How Long Does It Take an Architect to Draw Plans?

Knowing how long it takes an architect to draw plans is an important part of adequate planning for a construction project. While it’s generally not possible to predict how long it will take exactly, it’s important to at least have a rough estimate so you can coordinate things more effectively at the higher level.

You can expect an architect to need anywhere between a couple of weeks to several months to draw the plans for your project. This will vary a lot with the specifications of the project.

Architectural plans

Discuss as much as you can in your initial meeting

During your first consultation with your architect, you should do your best to extract as much information as possible about the project from them. Sort out any specific details that you believe will impact the timing. Be prepared to provide detailed information about certain points if the architect requests it.

And if timely execution is critical for you, make sure to let the architect know. They may or may not be able to expedite their services – that depends on their current workload. But without knowing how urgent this is to you, you can’t expect your architect to place a high priority on your project.
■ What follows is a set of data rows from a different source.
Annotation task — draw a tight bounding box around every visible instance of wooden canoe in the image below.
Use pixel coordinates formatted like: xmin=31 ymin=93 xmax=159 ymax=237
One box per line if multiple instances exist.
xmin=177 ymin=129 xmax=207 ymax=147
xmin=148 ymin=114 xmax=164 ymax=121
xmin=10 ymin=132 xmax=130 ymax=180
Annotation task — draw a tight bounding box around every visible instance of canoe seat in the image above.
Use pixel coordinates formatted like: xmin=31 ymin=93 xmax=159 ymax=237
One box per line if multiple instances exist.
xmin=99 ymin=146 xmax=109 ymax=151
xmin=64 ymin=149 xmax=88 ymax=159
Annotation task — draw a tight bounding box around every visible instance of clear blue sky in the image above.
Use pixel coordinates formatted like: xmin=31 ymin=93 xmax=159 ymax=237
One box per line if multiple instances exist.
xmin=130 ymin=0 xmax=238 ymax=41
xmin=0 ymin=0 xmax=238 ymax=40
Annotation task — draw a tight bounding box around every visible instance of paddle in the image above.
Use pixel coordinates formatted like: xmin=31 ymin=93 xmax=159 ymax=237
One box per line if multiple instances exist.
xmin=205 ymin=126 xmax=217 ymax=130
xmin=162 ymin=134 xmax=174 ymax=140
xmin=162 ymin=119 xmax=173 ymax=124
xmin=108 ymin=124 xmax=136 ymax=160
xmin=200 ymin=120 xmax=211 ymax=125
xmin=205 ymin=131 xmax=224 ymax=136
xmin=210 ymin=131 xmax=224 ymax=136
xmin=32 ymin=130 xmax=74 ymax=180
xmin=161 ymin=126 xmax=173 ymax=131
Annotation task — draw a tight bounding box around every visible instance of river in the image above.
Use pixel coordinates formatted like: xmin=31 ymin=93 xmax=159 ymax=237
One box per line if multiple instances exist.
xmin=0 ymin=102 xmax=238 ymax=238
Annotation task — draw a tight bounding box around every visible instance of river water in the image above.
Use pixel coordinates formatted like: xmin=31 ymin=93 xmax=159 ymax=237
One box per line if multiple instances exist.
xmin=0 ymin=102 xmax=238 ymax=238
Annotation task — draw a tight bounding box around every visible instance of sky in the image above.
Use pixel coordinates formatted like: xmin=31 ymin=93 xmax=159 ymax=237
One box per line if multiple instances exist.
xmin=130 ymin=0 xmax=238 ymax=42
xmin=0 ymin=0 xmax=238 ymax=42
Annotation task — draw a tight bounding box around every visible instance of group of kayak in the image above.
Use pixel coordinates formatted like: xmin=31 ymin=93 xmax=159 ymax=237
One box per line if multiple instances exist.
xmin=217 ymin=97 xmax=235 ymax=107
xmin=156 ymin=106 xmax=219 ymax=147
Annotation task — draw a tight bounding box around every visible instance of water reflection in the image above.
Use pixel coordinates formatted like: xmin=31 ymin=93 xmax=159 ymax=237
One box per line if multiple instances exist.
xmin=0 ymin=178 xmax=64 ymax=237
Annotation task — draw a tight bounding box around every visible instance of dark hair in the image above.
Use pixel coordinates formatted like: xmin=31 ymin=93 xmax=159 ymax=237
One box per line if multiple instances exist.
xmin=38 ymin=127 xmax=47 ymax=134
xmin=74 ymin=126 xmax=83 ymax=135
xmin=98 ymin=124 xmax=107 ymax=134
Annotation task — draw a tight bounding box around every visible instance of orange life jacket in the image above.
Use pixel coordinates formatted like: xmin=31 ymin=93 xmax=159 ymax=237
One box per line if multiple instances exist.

Provide requested information without any delay

Your architect will likely have some inquiries while they’re in the process of creating the drawings. Make sure to be as available as possible during that time, and don’t delay responding to them at all. Ideally, you should already have all that information lined up and ready to share.

Sometimes this might require you to communicate with government institutions or other professionals. Have all your relevant contact details lined up in advance so that you don’t waste any time in retrieving the information requested.

industrial interior design

Communicate about problems immediately

If you notice anything out of the ordinary in the architect’s work, make sure to communicate that immediately. Delaying this could mean that the architect might continue building on top of the pieces you’re not satisfied with, leading to even more problems down the road.

This is why you should have regular check-ins with your architect for larger and more complex projects. Not all architects work that way. Some might be against the idea of sharing their in-progress work with you. But you should at least get a regular status report with a rough overview of how the drawings are coming along.

This will allow you to verify that they match your expectations and will hopefully help you spot any deviations as early as possible. Make sure to take an active role in investigating those progress reports, of course. Don’t just sign off on things without evaluating them in detail.